The Galena Hotel, originally known as the Fox River House, is a historic hotel in Aurora, Illinois. It is the oldest hotel still standing in the city.

==History==
By the 1850s, Aurora was a major manufacturing and milling center in the Fox River valley. The Galena–Chicago trail, which carried stagecoaches from Chicago to northwestern Illinois, passed through town and provided a means of commerce. The first Fox River House was constructed in 1857 along this road for A. N. and G. Pierce. A fire destroyed the hotel in 1860. E. D. Huntoon purchased the vacant lot two years later to rebuild the hotel. The hotel was known as an important local gathering place. Huntoon ran the hotel for twenty-six years until selling it.
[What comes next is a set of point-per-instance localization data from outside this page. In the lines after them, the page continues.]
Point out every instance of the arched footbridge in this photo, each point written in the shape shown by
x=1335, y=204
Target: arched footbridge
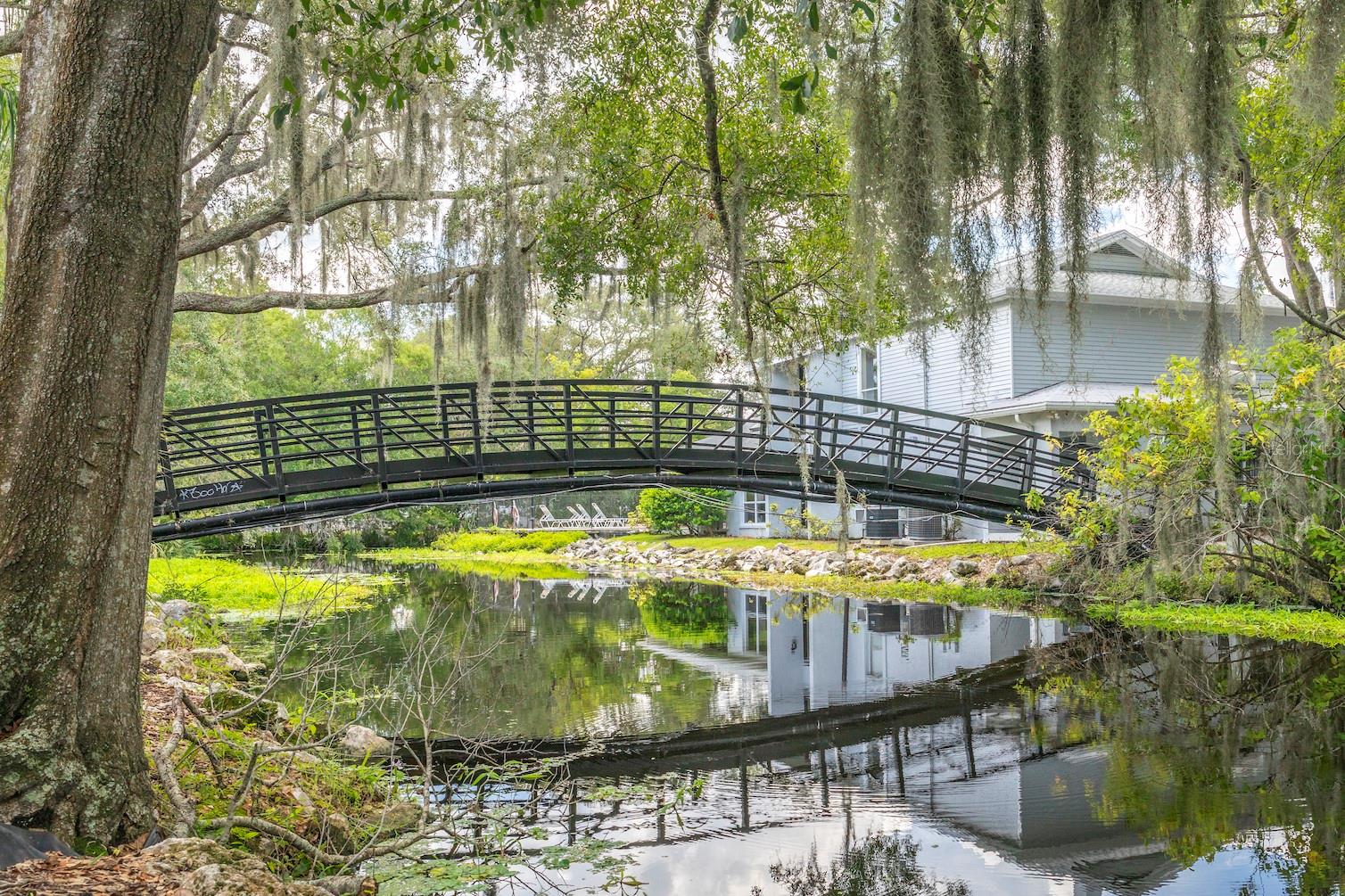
x=277, y=460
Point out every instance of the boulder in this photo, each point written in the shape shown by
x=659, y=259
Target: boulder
x=230, y=661
x=21, y=845
x=211, y=869
x=362, y=743
x=177, y=610
x=963, y=567
x=153, y=636
x=172, y=663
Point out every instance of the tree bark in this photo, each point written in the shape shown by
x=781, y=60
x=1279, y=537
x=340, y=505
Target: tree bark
x=105, y=87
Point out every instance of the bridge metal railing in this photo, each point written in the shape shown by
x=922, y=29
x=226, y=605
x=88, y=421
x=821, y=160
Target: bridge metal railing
x=281, y=448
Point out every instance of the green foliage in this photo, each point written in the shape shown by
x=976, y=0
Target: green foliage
x=1243, y=468
x=227, y=586
x=682, y=510
x=500, y=541
x=682, y=616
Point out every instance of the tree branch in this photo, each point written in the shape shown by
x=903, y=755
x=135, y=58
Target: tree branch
x=1259, y=259
x=281, y=213
x=224, y=304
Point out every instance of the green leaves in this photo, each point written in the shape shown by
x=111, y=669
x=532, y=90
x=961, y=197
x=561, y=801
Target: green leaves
x=799, y=87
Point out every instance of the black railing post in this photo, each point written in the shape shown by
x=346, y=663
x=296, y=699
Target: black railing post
x=1029, y=468
x=444, y=432
x=569, y=430
x=262, y=454
x=277, y=465
x=656, y=405
x=739, y=425
x=475, y=407
x=354, y=433
x=532, y=420
x=961, y=456
x=817, y=431
x=896, y=441
x=381, y=443
x=166, y=470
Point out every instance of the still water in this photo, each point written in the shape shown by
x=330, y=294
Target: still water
x=825, y=745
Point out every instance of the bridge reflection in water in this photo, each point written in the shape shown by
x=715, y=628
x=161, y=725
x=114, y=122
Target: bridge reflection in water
x=1021, y=755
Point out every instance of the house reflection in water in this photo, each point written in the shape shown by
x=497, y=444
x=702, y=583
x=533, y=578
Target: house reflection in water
x=825, y=652
x=1003, y=787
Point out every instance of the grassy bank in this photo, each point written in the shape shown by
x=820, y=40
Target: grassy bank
x=481, y=552
x=500, y=553
x=227, y=586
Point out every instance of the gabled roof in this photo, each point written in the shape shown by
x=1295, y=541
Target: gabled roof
x=1120, y=268
x=1123, y=251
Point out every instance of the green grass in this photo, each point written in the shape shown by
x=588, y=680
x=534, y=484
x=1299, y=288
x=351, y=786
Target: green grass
x=1284, y=623
x=227, y=586
x=518, y=564
x=717, y=542
x=904, y=591
x=495, y=541
x=982, y=549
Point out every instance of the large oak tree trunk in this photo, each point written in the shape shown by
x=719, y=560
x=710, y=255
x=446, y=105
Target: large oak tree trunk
x=93, y=202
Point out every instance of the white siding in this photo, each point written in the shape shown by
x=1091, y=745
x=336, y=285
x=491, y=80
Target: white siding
x=1118, y=343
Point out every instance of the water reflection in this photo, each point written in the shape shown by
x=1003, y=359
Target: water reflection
x=940, y=747
x=476, y=657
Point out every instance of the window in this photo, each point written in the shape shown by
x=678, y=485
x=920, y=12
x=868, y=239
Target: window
x=754, y=509
x=869, y=373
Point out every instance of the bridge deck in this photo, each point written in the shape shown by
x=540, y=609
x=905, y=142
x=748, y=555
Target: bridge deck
x=285, y=459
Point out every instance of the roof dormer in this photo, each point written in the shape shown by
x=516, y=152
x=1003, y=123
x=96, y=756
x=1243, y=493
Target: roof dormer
x=1122, y=251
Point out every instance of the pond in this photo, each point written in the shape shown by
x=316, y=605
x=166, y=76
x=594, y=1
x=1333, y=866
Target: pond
x=799, y=745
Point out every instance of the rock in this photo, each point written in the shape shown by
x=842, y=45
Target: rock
x=211, y=869
x=172, y=663
x=362, y=743
x=229, y=660
x=177, y=610
x=153, y=636
x=396, y=818
x=963, y=567
x=267, y=713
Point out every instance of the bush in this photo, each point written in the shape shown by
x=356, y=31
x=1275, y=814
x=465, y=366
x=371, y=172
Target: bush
x=688, y=512
x=497, y=541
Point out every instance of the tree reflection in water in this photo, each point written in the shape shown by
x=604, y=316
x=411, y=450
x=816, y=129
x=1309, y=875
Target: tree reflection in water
x=879, y=866
x=1217, y=742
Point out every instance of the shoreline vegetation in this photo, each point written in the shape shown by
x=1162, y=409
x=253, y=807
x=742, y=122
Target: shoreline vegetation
x=312, y=816
x=232, y=587
x=1029, y=576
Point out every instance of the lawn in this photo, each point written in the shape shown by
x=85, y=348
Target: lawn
x=229, y=586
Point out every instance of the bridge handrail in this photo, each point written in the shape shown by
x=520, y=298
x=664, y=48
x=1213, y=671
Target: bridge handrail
x=277, y=448
x=664, y=383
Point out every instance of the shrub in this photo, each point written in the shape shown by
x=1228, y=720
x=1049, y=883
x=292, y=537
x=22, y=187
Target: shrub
x=689, y=512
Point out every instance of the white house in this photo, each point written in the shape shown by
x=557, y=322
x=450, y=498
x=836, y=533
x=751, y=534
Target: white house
x=1143, y=307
The new owner renamed the hotel the Northwestern Hotel in 1888. It was renamed to the Grand Hotel when sold to a Mrs. Jones in 1907. The Koummoutseas family purchased the hotel in 1961 and again renamed it the Galena Hotel. It is the oldest hotel still standing in Aurora. It was added to the National Register of Historic Places on May 4, 1976.

The structure is four stories tall plus a basement. The brick and limestone were locally fired and mined. Only the fourth floor remains consistent with the original design for the hotel, but little change has occurred on the exterior of the building.

This hotel was purchased by Nawab Khurram Khan and Dr. Shuja ul-Mulk in 1997 from Besey Koummoutseas.